Just curious... Someone told me that at least 200 AMT's have crossed the picket line and returned to work since the strike began almost two months ago.
Can anyone verify that?
You were misinformed. The number of NWA strikers who have become scabs is still less than 100. You can see most of them here:
http://www.amfa33.org/strike/scabs.htm
Additionally, several more who chose to become scabs have subsequently quit when they discovered the environment they were forced to work in and several more have been terminated for bringing forward their concerns about the safety of a particular aircraft or workmanship issues.
5-10% is probably less than what management expected...
Considering that management's plan called for 15% to cross on the day that the strike began and 25% within two weeks, it is certain that they had unreasonable expectations.
...but every time someone else returns to work, it throws water on the argument that inexperienced mechanics are working on NWA aircraft.
Prior to the strike there were more than 4700 technicians still working at NWA and a total of over 7900 on the seniority list counting those laid off after 9/11 and when the Iraq war began.
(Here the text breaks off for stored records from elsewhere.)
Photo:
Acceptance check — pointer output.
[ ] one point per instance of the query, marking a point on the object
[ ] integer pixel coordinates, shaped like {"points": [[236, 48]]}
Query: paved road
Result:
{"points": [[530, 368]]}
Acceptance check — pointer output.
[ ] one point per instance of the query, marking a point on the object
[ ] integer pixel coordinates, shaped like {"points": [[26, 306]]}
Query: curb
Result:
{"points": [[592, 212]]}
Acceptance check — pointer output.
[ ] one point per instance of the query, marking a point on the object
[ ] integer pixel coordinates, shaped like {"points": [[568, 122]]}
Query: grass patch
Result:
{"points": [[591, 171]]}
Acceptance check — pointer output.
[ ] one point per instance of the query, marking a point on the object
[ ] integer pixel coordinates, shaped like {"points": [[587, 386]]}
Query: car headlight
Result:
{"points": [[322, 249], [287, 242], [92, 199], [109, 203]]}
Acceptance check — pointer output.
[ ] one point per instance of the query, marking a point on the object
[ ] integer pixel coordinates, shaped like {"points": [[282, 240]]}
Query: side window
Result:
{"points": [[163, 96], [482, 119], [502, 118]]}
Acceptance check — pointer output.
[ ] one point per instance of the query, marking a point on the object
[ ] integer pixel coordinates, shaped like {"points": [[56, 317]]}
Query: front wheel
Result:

Since the strike started, NWA has tried repeatedly to lure people from both groups across the picket line, even having their former managers call them at home with promises that they will be treated different than the rest of the scabs. For those who have been laid off prior to the strike, NWA first attempted to lure them across the picket line with a bogus "Notice of Recall" and when that did not work threatened them with termination and then did away with their recall rights.
Yet when they return, they find what one who became a scab and subsequently quit described as a "Lord of the Flies" environment where the scab mechanics are either afraid to or unwilling to assist each other, where mechanics are now afraid to bring forward airworthiness concerns for fear of being fired. Where any complaint puts one at risk for discharge. As each day of the strike has gone by, the scabs discover more and more of the real NWA, rather than the one they knew when they were in training and during the beginning of the strike.
Even in the best of times, NWA is a fairly hostile place to work. The pilots strike in 1998 stripped the last of the pretense of cooperation that remained from the 1993 concessions and the company's reaction to the 2001 AMFA contract made it clear to us that NWA meant to declare war on its mechanics. The vast majority of us have been preparing our 'exit strategies' for several years and have no intention to or need to cross our picket line. Having experienced life at NWA when we did have a union to protect us from retaliation by management for bringing forward legitimate airworthiness concerns, there is no way I would be willing to work in the same environment without one.